Why do we always think these mirror photos are necessary?

Not one, but two dance floors – and a stage!
While the downstairs dancefloor may be closer to an ice rink, that is half the fun, and it lights up! The upstairs dancefloor actually has enough room to breathe and you can always hop on the stage platform to give a lipsync performance of a Grease medley (definitely not speaking from personal experience…).

 

The seating area

Honestly, not enough clubs have seating areas and Flares have one both upstairs and one downstairs! Like it couldn’t get any better. You can plop yourself down after 2 hours of solid dancing, chat to a random stranger at another table and you’ll soon be refreshed enough to head back to the dance floor for a groove until 3 am.
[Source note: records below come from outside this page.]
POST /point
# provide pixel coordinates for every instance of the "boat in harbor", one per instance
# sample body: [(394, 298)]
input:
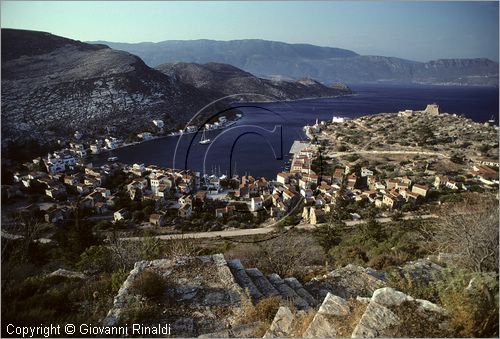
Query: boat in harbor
[(204, 140)]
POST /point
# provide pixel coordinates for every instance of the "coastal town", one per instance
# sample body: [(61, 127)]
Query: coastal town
[(337, 165)]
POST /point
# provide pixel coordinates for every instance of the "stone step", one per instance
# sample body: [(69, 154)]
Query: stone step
[(287, 292), (301, 291), (259, 279), (243, 279)]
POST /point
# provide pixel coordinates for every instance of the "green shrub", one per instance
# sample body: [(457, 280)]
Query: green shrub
[(143, 312), (117, 279), (95, 259), (472, 300)]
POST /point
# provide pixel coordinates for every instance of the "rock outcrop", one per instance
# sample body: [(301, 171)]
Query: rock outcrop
[(347, 282), (201, 295), (392, 313), (206, 297)]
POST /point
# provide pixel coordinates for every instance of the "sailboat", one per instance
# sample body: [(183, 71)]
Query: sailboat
[(204, 140)]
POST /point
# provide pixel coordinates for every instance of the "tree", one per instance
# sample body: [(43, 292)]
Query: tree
[(95, 259), (372, 229), (329, 235), (469, 232)]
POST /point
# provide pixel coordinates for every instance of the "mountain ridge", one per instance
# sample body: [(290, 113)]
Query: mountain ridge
[(269, 59), (53, 86), (228, 80)]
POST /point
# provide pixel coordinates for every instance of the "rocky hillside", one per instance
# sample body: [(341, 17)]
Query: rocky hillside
[(212, 297), (295, 61), (227, 80), (52, 86)]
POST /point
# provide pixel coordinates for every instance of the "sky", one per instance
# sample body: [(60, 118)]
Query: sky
[(418, 31)]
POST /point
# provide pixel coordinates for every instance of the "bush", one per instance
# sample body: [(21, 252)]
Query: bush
[(144, 312), (471, 299), (384, 261), (149, 284), (95, 259), (264, 310), (117, 279)]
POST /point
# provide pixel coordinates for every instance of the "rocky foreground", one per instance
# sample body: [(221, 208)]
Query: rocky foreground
[(209, 296)]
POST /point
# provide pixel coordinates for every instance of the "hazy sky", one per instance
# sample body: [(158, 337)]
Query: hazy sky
[(412, 30)]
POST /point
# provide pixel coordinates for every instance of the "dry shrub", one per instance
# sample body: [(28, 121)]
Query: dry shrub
[(345, 325), (472, 304), (261, 314), (180, 248), (149, 284), (468, 232), (249, 254), (302, 322), (415, 323), (141, 312), (264, 310), (384, 261)]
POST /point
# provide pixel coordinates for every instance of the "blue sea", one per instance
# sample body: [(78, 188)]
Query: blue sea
[(253, 149)]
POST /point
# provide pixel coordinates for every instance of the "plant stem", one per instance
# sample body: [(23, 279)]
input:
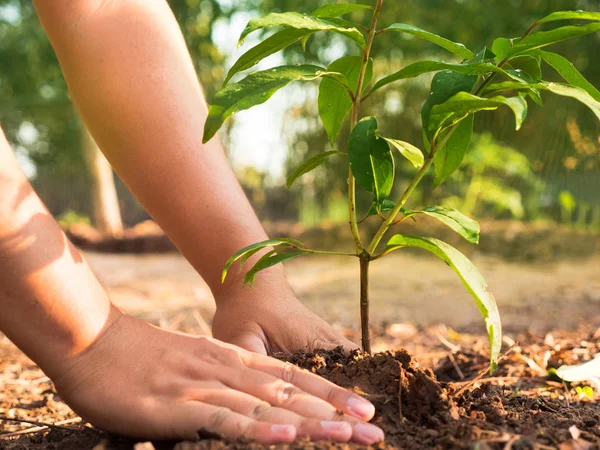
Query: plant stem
[(356, 101), (364, 302), (409, 190)]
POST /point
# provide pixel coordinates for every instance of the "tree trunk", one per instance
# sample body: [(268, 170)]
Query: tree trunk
[(105, 203)]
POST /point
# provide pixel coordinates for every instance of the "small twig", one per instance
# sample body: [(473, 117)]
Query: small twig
[(39, 426), (482, 372), (455, 364), (400, 392)]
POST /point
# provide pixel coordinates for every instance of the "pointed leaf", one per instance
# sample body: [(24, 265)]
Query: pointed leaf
[(567, 70), (308, 165), (272, 44), (454, 47), (529, 64), (463, 225), (505, 48), (470, 277), (571, 15), (409, 151), (246, 252), (301, 21), (371, 160), (421, 67), (386, 205), (255, 89), (448, 158), (465, 103), (269, 260), (334, 101), (337, 9)]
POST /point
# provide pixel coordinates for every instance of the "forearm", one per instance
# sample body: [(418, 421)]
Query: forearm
[(51, 305), (132, 79)]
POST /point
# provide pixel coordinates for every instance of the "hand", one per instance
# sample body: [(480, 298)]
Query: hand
[(140, 381), (267, 319)]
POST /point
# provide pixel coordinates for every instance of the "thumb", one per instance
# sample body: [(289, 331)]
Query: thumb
[(249, 341)]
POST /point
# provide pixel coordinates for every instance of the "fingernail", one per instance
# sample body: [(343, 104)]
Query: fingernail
[(361, 408), (284, 430), (336, 426), (367, 434)]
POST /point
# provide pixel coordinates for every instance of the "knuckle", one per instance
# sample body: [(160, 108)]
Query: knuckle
[(289, 372), (259, 410), (218, 419), (285, 393)]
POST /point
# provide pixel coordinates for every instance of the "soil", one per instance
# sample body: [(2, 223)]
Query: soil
[(451, 402)]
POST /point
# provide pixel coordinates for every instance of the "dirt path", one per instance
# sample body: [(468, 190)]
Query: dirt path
[(404, 288)]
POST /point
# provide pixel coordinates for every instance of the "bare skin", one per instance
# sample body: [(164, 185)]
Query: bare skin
[(132, 80)]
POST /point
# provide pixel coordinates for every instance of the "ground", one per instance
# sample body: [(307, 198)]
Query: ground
[(419, 304)]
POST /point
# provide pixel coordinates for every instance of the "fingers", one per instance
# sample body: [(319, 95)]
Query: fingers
[(337, 397), (198, 417), (284, 395), (261, 411)]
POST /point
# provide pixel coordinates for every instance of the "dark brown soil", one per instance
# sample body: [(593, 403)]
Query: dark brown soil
[(518, 408)]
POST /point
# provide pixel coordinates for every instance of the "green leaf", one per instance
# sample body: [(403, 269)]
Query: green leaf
[(308, 165), (567, 70), (386, 205), (453, 47), (334, 101), (564, 90), (463, 225), (272, 44), (529, 64), (337, 9), (255, 89), (301, 21), (409, 151), (470, 277), (571, 15), (444, 85), (246, 252), (421, 67), (448, 158), (505, 48), (371, 160), (464, 103), (269, 260)]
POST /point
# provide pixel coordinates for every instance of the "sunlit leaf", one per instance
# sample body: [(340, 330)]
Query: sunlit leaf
[(272, 44), (338, 9), (449, 157), (300, 21), (421, 67), (463, 225), (308, 165), (570, 15), (505, 48), (246, 252), (334, 101), (470, 277), (567, 70), (255, 89), (454, 47), (269, 260), (464, 103), (371, 160), (409, 151)]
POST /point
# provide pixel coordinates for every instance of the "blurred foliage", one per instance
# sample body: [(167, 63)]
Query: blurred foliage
[(561, 142)]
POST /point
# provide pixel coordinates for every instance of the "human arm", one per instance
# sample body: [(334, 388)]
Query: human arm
[(128, 377), (132, 79)]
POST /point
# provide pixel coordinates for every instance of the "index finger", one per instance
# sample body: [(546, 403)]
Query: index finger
[(340, 398)]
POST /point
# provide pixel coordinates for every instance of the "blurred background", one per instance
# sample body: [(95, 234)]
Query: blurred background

Sitting down in clubs is underrated but worth it

No toilet queues?!

I don’t think I’ve ever been to a club that didn’t have a line going out the door to the girl’s toilets but, for some reason, Flares never does. No complaints here. Even in the clubs with more stalls; they still have longer lines. The miracle of no toilet queues also means more time to pose with the squad in front of another massive mirror, hopefully with less blur.

 

You can dance to High School Musical like it’s 2006 again
Yes, the music in Flares is all cheesy pop but what more could you want on a night out? If you don’t like that typical ‘BOOM BOOM’ club music, Flares has got everything from High School Musical to ABBA to 90’s hits. There’s never been a time where I can remember hating the song that was on. Also, the DJ will announce ALL shoutouts that you tell him from birthdays to the losing of virginities and, according to legend, even has crisps that he’ll give out from the booth.

 

The nicest staff

In every club, people complain about the bouncers or staff but I rarely ever hear about it in Flares. The staff are always friendly and nice, and this Yorfess post really summarises how much they go above and beyond most other club staff for us party-goers.

The miracle energy of the Flares toilets continues

So while Flares might not be the biggest or busiest club in York, it has got the nicest staff, best tunes and the cheapest drinks. What more could you want on a night out?